McWhorter dichiara: "Non mi è mai capitato che uno studente scomparisse senza
spiegazione, o consegnare un test che mi ha fatto chiedere come avrebbe potuto partecipare
classe e fatto così male, che non era afroamericano. . ."
McWhorter
Il punto centrale è che i neri come gruppo sono impreparati e indegni di ciò
essere ammessi nelle istituzioni bianche d'élite. Gli studenti neri di Berkeley, tuttavia,
non sono una perdita totale. Nessuno di loro "si sentirebbe a disagio in una situazione piacevole
ristorante" e la maggior parte "probabilmente sa con cosa abbinare il vino
pollo." Tuttavia, chiaramente non possono competere con il loro bianco
controparti e sono intrappolati dai loro "modelli di pensiero disfattisti".
McWhorter
ammette che la sua razza lo ha aiutato a vincere borse di studio accademiche e ad ottenere risultati
i suoi incarichi di facoltà alla Cornell e ora a Berkeley. Ma come il proverbiale
uomo che fugge da una fossa e tira su la scala dietro di sé, intrappolando gli altri
in fondo, McWhorter vuole disperatamente prendere le distanze dal suo
sorelle e fratelli oppressi. Il prezzo per l'ammissione al bianco
l’establishment è denunciare i neri in termini stereotipati. E infatti, Abigail
e Stephan Thernstrom, che attaccò brutalmente l’azione affermativa in America nel
Bianco e nero, elogia il libro di McWhorter definendolo "brillante".
Dickerson
e McWhorter sono vittime culturali nella lotta secolare contro
razzismo.

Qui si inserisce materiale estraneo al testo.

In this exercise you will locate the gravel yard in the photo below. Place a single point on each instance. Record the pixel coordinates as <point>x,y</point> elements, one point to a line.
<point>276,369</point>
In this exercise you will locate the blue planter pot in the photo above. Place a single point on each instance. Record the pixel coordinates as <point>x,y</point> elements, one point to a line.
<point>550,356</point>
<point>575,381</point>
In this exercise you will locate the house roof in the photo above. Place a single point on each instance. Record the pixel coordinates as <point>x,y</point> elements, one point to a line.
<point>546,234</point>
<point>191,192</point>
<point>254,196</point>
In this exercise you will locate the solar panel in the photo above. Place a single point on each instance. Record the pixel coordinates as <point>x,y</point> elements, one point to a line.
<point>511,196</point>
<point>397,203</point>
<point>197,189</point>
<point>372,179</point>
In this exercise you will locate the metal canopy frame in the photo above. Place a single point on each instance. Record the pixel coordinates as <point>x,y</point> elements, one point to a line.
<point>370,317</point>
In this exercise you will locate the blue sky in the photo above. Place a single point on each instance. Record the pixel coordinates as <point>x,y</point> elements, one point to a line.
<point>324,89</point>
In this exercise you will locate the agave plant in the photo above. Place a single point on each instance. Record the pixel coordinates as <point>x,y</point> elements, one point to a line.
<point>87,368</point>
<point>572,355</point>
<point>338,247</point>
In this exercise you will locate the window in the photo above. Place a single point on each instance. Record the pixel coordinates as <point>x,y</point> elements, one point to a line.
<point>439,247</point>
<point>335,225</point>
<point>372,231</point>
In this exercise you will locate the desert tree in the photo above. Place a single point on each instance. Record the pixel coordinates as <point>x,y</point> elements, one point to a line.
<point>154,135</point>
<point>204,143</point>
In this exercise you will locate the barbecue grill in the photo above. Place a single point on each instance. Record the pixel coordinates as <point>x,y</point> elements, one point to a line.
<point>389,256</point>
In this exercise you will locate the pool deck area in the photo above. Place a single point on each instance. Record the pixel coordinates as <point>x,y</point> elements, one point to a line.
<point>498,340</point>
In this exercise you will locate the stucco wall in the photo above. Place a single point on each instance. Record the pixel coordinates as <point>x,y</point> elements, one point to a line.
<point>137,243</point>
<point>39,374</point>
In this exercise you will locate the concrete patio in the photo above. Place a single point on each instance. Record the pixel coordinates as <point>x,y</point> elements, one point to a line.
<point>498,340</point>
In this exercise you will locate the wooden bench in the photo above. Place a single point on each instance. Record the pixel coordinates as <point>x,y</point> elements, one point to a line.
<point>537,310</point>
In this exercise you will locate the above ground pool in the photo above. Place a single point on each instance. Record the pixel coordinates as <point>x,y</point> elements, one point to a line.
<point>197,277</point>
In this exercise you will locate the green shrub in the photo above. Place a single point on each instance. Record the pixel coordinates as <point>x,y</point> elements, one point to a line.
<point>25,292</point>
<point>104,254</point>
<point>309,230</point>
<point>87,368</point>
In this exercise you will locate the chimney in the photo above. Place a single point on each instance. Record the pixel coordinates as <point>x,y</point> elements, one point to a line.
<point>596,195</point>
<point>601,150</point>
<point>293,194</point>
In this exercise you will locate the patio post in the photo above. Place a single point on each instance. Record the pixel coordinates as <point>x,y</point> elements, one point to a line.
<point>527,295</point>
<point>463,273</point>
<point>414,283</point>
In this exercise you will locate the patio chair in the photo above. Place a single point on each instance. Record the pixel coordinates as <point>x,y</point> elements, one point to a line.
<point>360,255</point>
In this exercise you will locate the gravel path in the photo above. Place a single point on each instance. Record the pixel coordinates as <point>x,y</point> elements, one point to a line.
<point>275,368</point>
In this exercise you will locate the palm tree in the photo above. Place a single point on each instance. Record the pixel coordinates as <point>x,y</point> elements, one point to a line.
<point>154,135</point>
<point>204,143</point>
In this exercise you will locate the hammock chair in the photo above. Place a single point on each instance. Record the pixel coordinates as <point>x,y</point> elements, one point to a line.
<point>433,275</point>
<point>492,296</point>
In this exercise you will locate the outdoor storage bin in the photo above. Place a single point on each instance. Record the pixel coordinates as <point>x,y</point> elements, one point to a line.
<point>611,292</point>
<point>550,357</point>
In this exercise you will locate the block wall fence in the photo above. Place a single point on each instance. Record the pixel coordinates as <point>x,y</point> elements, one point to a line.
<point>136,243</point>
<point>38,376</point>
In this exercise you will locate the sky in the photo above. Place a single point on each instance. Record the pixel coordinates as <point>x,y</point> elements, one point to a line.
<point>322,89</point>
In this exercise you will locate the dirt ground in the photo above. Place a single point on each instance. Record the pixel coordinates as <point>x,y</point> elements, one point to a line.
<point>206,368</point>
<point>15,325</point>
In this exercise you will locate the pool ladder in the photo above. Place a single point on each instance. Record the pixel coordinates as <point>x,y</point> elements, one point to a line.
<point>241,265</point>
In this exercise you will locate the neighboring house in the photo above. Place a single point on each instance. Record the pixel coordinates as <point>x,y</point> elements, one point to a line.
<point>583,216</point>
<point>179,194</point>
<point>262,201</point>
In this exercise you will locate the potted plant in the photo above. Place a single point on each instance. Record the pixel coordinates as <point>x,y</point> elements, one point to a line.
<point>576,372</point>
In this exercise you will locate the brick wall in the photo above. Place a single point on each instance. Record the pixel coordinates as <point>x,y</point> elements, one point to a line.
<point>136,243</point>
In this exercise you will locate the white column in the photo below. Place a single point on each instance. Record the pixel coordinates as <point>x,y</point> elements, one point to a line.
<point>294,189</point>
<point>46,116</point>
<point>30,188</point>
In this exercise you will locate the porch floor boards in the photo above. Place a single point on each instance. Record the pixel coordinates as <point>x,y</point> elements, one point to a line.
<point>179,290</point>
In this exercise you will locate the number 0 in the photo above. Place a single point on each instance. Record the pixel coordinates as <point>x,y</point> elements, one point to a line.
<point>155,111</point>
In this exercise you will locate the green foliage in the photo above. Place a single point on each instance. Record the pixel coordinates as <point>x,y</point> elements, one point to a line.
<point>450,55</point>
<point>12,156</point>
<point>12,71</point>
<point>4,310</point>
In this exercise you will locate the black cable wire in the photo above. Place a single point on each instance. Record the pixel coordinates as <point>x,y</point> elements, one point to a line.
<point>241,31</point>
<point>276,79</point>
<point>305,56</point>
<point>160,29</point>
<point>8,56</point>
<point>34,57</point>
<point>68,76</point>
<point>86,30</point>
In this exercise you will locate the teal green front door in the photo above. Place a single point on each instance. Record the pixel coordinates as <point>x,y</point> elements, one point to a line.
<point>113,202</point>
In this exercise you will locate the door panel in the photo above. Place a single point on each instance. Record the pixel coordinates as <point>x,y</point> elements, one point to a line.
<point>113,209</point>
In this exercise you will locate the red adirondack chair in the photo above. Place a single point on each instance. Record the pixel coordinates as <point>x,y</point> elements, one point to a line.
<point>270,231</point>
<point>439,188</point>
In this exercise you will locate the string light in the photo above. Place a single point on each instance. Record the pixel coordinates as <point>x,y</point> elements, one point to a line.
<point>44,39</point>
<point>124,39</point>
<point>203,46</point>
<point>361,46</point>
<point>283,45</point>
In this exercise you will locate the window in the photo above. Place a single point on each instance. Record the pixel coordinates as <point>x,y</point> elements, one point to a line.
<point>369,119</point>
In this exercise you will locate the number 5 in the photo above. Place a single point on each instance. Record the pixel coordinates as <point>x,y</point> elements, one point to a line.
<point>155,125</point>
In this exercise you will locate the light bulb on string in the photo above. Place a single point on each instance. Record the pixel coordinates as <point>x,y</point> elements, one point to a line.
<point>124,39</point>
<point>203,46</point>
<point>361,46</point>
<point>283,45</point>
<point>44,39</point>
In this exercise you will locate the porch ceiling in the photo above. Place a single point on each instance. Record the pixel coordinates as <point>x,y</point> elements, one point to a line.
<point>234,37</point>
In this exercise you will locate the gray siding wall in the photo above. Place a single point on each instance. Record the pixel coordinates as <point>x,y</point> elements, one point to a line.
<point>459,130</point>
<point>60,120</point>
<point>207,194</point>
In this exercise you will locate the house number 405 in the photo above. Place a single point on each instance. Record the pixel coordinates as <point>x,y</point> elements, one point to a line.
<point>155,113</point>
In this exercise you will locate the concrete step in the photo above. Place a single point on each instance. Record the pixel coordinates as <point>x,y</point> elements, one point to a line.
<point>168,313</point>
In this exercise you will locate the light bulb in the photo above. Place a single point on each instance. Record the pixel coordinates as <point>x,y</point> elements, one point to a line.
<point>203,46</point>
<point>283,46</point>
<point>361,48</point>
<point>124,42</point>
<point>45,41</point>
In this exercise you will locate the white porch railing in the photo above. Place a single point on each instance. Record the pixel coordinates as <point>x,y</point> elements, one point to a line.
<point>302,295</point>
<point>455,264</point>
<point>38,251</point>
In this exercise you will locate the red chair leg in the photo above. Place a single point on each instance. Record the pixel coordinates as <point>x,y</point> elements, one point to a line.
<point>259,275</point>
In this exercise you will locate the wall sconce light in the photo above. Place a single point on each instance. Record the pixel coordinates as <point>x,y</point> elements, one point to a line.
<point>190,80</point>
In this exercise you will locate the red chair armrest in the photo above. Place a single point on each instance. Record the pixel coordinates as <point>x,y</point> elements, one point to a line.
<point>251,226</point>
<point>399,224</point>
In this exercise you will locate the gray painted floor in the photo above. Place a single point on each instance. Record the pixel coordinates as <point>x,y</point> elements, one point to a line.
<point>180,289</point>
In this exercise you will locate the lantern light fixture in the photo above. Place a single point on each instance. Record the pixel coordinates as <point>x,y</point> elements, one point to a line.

Ma sarebbe un errore concludere che si tratti di aberrazioni. IL
la morte della segregazione legale e l'esplosione della dimensione del nero
classe professionale-manageriale, crea lo spazio politico per l'emergere di
neri che vogliono sfuggire alla loro oscurità. Potrebbero essere pronti a denunciare
la propria gente per far avanzare la propria carriera, ma non dovremmo permetterlo
affinché passino inosservati o incontrastati. Per sradicare il razzismo, dobbiamo costantemente
ricorda che il primo passo è apprezzare la nostra storia e cultura.
La dottoressa
Manning Marable è professore di Storia e Scienze Politiche, e il
Direttore dell'Istituto di ricerca sugli studi afroamericani, Columbia
Università. "Lungo la linea del colore" è distribuito gratuitamente a
oltre 350 pubblicazioni negli Stati Uniti e a livello internazionale. Quella del dottor Marable
la rubrica è disponibile anche su Internet all'indirizzo www.manningmarable.net.